In the midst of heated police protests, Ruka (Eihi Shiina) witnessed her own father’s assassination. Since then, the times have changed, and after being adopted by Tokyo’s police chief (Yukihide Benny), Ruka chooses to fight for the authorities and avenge her father’s death. With the new threat of humanoid mutations known as “engineers,” Ruka undergoes special training to uphold the law against these monster. But the question remains as to where they come from, not to mention whether or not they can be brought down once and for all.

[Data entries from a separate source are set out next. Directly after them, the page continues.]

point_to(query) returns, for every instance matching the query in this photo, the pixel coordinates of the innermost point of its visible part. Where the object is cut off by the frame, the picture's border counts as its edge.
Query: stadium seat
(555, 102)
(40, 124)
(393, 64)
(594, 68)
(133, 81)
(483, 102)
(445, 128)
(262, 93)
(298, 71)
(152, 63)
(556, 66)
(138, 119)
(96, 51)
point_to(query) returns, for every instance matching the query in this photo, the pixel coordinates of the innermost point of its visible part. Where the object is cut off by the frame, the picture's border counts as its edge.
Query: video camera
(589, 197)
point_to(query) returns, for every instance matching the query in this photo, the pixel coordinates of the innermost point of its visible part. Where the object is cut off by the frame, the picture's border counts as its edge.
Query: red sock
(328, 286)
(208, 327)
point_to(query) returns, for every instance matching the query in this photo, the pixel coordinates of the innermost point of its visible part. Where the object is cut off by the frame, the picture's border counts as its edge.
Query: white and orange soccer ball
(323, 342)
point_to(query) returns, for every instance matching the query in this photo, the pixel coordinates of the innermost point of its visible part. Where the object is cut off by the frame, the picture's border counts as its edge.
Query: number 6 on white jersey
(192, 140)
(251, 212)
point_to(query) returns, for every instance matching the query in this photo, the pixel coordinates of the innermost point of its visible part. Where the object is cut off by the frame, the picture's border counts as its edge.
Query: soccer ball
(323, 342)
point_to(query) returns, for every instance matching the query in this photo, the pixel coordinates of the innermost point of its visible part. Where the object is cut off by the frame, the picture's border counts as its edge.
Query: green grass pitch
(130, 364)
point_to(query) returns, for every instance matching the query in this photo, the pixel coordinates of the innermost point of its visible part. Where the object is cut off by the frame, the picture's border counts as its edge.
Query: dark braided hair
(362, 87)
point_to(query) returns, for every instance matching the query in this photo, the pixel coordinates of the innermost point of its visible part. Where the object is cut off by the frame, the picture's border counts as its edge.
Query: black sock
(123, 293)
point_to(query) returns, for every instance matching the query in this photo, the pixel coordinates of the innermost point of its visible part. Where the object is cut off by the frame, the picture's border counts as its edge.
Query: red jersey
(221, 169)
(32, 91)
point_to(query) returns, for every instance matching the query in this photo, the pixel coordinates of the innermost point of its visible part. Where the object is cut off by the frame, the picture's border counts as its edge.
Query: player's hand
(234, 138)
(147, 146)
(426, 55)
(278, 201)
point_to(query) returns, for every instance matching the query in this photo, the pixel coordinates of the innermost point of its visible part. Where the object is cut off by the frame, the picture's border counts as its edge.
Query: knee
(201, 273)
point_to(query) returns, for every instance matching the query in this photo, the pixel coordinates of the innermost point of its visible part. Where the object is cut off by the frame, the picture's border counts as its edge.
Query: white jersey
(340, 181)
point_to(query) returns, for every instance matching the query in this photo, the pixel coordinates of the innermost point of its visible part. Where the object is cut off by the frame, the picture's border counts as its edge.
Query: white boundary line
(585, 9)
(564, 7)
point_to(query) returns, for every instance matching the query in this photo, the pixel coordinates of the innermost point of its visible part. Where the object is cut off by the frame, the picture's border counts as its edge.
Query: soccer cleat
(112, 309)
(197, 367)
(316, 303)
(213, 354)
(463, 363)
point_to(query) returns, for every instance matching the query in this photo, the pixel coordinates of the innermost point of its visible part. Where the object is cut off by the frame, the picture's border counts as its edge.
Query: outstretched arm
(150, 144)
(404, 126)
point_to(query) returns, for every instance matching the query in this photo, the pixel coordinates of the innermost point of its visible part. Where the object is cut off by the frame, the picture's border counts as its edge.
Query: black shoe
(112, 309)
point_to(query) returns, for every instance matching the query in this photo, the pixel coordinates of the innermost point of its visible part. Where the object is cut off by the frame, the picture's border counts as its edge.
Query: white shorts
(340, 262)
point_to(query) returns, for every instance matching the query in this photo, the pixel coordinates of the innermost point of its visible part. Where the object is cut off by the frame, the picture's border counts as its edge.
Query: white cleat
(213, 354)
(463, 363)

It’s fair to say that Tokyo Gore Police probably sheds more blood than Dead Alive, an idea staggering to anyone who’s had the pleasure of viewing that masterpiece. Tokyo Gore Police knows its audience and takes every opportune moment to go for the jugular (which is pretty much all the damn time). From the introductory exploding head to the final sword swipe, this film begs to be hailed as a new gore god. Flesh splits, limbs become geysers of blood — if any of this is up your alley, then that’s more than enough reason to give it a rent.
But the biggest problem I have with Tokyo Gore Police is the pacing. Much of the movie feels like hitting potholes in a car, with sudden jolts bumping us into scenes we couldn’t care less about. Some characters appear to be playing significant parts, only to be killed five minutes later. This happened with two persons in particular, both of whom felt like they were really going somewhere. I shrugged my shoulders when one disappeared, while the other took a little longer to go away. One wonders why they even got camera time in the first place.

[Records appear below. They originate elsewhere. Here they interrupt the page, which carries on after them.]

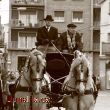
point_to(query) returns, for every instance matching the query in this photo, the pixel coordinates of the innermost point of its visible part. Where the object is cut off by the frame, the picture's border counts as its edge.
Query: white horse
(28, 95)
(80, 84)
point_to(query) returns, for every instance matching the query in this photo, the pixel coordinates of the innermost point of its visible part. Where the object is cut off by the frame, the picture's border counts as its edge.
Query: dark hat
(49, 18)
(71, 25)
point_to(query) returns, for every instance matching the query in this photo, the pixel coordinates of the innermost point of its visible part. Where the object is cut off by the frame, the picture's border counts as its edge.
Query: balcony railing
(27, 2)
(19, 23)
(12, 45)
(96, 46)
(18, 45)
(96, 24)
(106, 47)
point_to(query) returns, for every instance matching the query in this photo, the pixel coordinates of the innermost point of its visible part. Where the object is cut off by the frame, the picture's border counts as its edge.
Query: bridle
(38, 68)
(81, 71)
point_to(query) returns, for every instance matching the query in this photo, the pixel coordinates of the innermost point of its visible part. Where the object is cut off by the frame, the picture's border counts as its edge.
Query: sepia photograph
(54, 54)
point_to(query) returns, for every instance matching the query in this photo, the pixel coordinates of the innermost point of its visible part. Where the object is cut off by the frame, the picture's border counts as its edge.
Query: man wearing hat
(70, 40)
(46, 35)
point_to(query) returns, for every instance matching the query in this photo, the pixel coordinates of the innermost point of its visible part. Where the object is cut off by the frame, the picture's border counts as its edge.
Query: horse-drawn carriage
(54, 80)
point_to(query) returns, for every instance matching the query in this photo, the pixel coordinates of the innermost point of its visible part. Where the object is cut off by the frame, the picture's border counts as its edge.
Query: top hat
(49, 18)
(71, 25)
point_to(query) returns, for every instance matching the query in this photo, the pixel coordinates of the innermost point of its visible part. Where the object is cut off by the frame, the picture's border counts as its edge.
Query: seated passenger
(70, 40)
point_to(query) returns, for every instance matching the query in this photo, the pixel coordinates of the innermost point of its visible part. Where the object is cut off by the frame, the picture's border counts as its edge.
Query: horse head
(80, 69)
(37, 65)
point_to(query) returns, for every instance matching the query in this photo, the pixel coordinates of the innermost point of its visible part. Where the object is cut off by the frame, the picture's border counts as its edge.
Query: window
(59, 16)
(26, 40)
(108, 37)
(28, 17)
(77, 16)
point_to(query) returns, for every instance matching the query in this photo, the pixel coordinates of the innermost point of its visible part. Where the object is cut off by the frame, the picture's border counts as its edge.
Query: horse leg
(70, 103)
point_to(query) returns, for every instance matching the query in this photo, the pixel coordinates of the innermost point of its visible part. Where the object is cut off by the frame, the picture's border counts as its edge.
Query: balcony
(106, 47)
(16, 23)
(96, 47)
(15, 45)
(96, 3)
(96, 25)
(27, 2)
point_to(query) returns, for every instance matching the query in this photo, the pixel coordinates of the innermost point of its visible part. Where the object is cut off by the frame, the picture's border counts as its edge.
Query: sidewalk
(103, 100)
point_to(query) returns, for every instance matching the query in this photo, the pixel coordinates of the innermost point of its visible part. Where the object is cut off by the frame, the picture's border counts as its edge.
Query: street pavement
(103, 100)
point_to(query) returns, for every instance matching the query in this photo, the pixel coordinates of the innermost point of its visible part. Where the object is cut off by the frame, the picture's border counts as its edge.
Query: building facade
(105, 44)
(26, 16)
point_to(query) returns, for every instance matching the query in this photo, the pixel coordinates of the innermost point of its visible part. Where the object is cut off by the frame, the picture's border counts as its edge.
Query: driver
(46, 35)
(70, 40)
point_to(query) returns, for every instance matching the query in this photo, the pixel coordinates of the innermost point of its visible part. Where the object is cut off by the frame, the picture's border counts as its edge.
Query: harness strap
(37, 79)
(24, 89)
(74, 93)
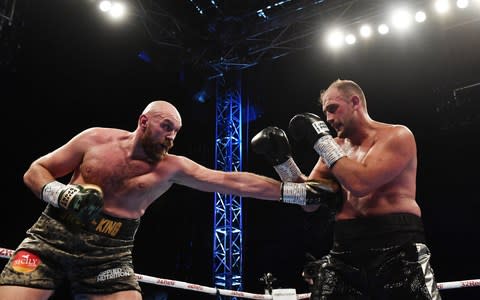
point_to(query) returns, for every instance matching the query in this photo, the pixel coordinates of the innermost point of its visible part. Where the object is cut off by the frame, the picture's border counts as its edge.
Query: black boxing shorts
(95, 258)
(382, 257)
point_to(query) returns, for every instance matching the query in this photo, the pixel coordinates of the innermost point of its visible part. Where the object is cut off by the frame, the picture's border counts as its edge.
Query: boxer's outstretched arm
(245, 184)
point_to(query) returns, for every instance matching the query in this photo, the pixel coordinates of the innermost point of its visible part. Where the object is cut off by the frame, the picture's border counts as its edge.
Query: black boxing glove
(272, 142)
(310, 127)
(84, 201)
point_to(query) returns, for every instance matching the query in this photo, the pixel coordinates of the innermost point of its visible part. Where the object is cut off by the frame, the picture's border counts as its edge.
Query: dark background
(64, 69)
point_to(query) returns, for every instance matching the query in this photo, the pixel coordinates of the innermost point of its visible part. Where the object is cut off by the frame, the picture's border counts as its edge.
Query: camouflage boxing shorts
(382, 257)
(94, 259)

The story itself is a real mess. Not only are entire characters unimportant, the leads often end up chasing down random plot detours. One takes a cop to an S&M club and seems to exist only to gross us out rather than reveal much about the enemy. As the story dragged me forth, I cared less about the outcome and more about seeing the credits. You can tell that gross-outs and various mutilations were director Yoshihiro Nishimura’s top priorities.
Tokyo Gore Police exists to inflict as much damage on the human body as possible, which isn’t always a bad thing, granted there’s a bit more substance at work. Be warned, dear readers, for this is among the goriest films ever made — not to mention the most bland, as well.